Herbert nem mais saia para caçar os deliciosos cervos, porcos e outros bichinhos da vizinhança. Quando a alcatéia saía para caçar paravam a caçada assim que obtinham o suficiente para saciar a fome de todos. Ninguém sentia prazer em caçar, a não ser pela velocidade e pelo vento, mas satisfação e gratidão pela generosidade da natureza. Já Herbert parecia sentir prazer em abater o maior número de animais, como se fosse uma competição. Começou então a ser comentado, principalmente pelas lobas mais velhas, que ele era um homislobo que se transformava no período de lua cheia. Lupicínio, um jovem lobinho muito curioso ouviu uma destas conversas quando duas fêmeas conversavam sem perceber que ele estava por perto. Este não era um assunto a ser tratado com os mais jovens.
Lupicínio então passou a observar Herbert mais de perto procurando perceber o que é que o tornava um Homislobo. A não ser as esquisitices que todos já conheciam ele não viu nada demais, até que chegou a lua cheia. Herbert desapareceu e só voltou na lua minguante. Voltou mais gordo e com papadas debaixo dos olhos. Lupicínio ficou ainda mais curioso e se determinou a não perder Herbert de vista na próxima lua cheia, mas para sua frustração, isto acabou por acontecer de novo muitas vezes. Mas a cada vez aprendia um pouco mais sobre os hábitos de Herbert e, como acontece com todos os lobos, crescia e aprendia os métodos de caça rapidamente: ficou hábil nos métodos de espreita e perseguição. Numa noite de início do período de lua cheia pode seguir Herbert.
Lupicínio viu Herbert se afastar sorrateiramente da alcatéia logo que a noite caiu. Muito cauteloso Herbert parou várias vezes para verificar se não o seguiam, mas Lupicínio estava mais cauteloso ainda e conseguiu seguí-lo até uma clareira na qual chegaram momentos antes da lua cheia despontar no horizonte. Naquele lugar Lupicínio viu algo que pensou ser a coisa mais horripilante que podia existir, o que logo perceberia estar errado. Herbert entre espasmos de dor e prazer se transformou na criatura mais cruel e insensível com a natureza e com as criaturas: num homem. Lupicínio sentiu enorme pena de Herbert, e um quê de revolta.
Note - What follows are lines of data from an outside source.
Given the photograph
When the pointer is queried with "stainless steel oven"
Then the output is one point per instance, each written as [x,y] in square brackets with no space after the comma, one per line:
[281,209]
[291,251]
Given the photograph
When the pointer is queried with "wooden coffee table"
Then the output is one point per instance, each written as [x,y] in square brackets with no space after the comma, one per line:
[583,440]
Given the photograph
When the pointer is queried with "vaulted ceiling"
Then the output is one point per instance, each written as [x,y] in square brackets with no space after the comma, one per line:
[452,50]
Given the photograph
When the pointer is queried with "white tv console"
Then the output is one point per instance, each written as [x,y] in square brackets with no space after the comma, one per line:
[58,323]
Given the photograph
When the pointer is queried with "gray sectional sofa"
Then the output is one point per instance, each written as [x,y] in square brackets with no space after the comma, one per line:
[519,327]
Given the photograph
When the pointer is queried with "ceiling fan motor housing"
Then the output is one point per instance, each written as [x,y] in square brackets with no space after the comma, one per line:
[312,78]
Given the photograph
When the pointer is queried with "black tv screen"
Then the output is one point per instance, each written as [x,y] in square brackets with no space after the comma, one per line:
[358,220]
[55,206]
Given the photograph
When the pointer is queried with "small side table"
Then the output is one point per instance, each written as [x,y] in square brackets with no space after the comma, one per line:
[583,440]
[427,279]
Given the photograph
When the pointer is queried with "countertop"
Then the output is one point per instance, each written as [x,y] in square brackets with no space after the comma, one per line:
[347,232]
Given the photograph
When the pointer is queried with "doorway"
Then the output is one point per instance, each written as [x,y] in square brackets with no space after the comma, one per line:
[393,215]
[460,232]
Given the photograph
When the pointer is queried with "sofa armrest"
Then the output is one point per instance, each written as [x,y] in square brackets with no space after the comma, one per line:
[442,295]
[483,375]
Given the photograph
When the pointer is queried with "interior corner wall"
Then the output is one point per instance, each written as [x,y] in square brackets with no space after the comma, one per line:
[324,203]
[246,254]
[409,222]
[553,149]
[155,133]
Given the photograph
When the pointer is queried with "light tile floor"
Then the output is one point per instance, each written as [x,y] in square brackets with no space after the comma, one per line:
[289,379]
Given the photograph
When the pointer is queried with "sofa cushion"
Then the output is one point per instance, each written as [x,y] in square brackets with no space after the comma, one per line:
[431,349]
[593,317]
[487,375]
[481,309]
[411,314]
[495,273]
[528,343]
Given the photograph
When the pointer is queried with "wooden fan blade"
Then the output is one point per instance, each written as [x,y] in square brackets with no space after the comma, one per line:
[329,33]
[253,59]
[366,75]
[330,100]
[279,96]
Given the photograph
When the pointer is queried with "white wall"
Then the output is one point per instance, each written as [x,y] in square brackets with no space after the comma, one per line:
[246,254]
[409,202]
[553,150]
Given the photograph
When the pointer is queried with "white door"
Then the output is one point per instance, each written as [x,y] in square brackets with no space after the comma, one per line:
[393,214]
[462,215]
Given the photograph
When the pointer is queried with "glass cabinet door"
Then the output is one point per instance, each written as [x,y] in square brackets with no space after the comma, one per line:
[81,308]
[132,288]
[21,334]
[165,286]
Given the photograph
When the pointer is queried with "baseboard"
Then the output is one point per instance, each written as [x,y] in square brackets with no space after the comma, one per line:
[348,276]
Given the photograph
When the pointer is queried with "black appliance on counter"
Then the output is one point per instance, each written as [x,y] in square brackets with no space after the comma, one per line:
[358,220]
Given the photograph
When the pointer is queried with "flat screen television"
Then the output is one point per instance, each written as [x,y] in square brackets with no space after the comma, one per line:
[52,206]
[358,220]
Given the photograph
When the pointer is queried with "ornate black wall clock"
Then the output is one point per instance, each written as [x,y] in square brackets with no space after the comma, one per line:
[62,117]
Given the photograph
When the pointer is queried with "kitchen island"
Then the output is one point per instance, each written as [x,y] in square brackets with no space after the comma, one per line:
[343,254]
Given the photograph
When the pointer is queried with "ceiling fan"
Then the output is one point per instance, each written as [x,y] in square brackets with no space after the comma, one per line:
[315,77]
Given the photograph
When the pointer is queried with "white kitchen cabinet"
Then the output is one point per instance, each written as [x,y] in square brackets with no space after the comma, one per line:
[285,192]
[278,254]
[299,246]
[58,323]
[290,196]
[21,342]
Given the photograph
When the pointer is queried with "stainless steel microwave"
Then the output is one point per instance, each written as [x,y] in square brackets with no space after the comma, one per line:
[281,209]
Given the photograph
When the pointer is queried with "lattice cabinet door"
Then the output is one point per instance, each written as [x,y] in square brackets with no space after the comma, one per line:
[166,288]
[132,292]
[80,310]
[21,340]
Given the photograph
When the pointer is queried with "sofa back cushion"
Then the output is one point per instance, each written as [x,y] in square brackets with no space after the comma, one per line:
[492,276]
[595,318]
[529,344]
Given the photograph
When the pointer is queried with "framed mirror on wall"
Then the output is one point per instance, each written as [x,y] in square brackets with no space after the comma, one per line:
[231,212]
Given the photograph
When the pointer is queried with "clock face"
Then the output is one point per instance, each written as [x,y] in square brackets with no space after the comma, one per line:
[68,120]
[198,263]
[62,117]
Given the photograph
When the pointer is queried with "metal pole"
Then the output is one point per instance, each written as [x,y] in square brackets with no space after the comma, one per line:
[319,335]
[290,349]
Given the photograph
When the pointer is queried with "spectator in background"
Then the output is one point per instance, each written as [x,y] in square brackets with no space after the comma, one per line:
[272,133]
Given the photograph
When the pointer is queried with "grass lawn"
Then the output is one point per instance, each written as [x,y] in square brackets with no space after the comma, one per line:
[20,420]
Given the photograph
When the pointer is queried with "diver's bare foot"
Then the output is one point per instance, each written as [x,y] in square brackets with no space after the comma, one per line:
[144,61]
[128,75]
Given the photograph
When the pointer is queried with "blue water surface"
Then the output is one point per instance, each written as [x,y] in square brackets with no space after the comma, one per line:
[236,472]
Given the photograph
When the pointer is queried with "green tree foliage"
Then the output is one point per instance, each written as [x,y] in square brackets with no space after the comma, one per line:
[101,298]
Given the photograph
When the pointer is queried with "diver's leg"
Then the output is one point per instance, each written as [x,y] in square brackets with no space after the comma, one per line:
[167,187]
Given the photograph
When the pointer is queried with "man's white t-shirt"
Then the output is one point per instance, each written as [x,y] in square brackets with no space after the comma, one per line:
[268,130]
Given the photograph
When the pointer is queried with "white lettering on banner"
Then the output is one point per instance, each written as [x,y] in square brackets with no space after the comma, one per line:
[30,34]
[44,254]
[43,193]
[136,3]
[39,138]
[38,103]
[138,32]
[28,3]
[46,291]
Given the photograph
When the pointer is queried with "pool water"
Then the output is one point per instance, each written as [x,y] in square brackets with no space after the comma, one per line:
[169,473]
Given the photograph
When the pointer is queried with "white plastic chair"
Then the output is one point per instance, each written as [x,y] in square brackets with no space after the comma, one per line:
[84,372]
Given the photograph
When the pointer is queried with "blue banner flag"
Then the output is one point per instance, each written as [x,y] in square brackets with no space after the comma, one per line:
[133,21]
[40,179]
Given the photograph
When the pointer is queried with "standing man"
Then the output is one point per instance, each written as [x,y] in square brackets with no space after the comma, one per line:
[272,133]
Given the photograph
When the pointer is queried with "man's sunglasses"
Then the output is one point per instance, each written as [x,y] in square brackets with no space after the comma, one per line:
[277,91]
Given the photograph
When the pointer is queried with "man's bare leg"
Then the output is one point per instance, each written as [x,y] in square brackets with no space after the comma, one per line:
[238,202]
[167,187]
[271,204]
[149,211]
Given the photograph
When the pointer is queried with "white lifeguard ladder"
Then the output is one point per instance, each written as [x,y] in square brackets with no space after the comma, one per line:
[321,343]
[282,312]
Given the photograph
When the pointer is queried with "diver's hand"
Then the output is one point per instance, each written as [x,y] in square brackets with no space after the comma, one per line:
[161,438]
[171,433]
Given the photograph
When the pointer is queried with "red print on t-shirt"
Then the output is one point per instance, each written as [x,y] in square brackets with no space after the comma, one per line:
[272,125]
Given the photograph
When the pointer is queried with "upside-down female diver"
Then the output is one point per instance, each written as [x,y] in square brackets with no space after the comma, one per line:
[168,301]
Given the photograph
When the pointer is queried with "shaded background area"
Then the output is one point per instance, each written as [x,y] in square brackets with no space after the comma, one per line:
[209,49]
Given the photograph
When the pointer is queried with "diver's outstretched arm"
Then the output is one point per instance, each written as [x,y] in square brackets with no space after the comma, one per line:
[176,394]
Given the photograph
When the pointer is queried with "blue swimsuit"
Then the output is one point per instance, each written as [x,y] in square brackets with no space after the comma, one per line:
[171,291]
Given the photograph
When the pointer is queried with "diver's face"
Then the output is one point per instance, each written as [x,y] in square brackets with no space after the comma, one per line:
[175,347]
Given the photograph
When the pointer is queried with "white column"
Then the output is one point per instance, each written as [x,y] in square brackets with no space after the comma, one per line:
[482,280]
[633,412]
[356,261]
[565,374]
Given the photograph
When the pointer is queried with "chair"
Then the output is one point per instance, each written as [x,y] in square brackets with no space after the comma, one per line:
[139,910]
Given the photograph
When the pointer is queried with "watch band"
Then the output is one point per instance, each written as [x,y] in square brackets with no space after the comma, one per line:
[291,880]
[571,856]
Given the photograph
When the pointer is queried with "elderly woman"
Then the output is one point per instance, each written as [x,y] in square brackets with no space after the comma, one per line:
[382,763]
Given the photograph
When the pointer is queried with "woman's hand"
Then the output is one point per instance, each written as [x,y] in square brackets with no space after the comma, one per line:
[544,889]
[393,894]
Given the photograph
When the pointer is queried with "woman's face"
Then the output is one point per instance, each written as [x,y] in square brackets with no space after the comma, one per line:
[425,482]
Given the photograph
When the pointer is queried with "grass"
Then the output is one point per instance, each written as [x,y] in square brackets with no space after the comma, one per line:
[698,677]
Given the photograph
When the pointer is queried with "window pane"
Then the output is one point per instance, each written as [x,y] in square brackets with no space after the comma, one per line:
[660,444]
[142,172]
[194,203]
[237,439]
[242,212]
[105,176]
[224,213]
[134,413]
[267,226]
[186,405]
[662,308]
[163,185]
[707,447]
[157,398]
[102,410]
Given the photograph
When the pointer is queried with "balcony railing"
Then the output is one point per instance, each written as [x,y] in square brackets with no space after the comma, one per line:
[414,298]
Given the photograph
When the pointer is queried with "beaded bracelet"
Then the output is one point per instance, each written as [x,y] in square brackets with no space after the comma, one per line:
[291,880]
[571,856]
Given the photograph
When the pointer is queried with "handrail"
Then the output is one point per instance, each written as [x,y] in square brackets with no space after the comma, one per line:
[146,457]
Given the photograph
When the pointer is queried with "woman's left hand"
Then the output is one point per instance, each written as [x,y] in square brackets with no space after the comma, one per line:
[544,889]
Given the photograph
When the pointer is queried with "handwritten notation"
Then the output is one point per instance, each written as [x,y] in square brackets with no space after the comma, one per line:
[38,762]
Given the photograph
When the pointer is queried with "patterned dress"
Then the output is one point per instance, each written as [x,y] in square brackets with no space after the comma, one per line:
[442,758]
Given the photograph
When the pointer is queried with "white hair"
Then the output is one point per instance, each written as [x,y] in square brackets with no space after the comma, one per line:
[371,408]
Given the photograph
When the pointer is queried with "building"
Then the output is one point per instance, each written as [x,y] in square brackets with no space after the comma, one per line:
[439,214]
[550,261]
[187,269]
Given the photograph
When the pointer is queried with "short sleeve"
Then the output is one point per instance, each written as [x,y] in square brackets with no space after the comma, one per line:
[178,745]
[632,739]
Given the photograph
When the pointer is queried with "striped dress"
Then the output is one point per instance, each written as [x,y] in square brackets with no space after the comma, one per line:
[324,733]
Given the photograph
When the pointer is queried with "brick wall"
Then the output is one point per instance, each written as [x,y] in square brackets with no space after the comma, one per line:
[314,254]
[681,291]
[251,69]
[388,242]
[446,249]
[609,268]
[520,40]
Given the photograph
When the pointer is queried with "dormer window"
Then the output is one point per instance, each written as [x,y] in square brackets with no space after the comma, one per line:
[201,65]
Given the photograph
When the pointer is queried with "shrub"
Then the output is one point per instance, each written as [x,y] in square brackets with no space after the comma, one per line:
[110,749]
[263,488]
Não poderia haver destino mais cruel para um lobo. Herbert seguiu por uma trilha aberta pelos homens de uma aldeia próxima até chegar a uma suja toca de homens um pouco distante do lugar em que os homens viviam. Lá ele se cobriu com o que Lupicínio pensava ser a pele dos homens e seguiu para o lugar dos homens.
Nos dias que se seguiram Lupicínio pode entender o horror com o qual os mais velhos falavam dos homislobos. Viu Herbert participar de reuniões ruidosas, briguentas, nas quais se comia além do necessário e bebia-se um líquido que o tornava insano e cruel. Seguiram-se dias de matanças que era o modo de caçar dos homens. O horror máximo de Lupicínio foi presenciar Herbert participar de uma caçada aos próprios irmãos lobos. Percebeu que os homens, diferente dos lobos, não respeitavam a natureza nem a si mesmos e que as suas maneiras ruidosas, inquietas e muitas vezes cruéis eram formas de mascararem a dor de serem homens. Lupicínio, deste dia em diante, ficou mais triste, embora satisfeito e em paz por ser um lobo e não um animal tão selvagem como um homem.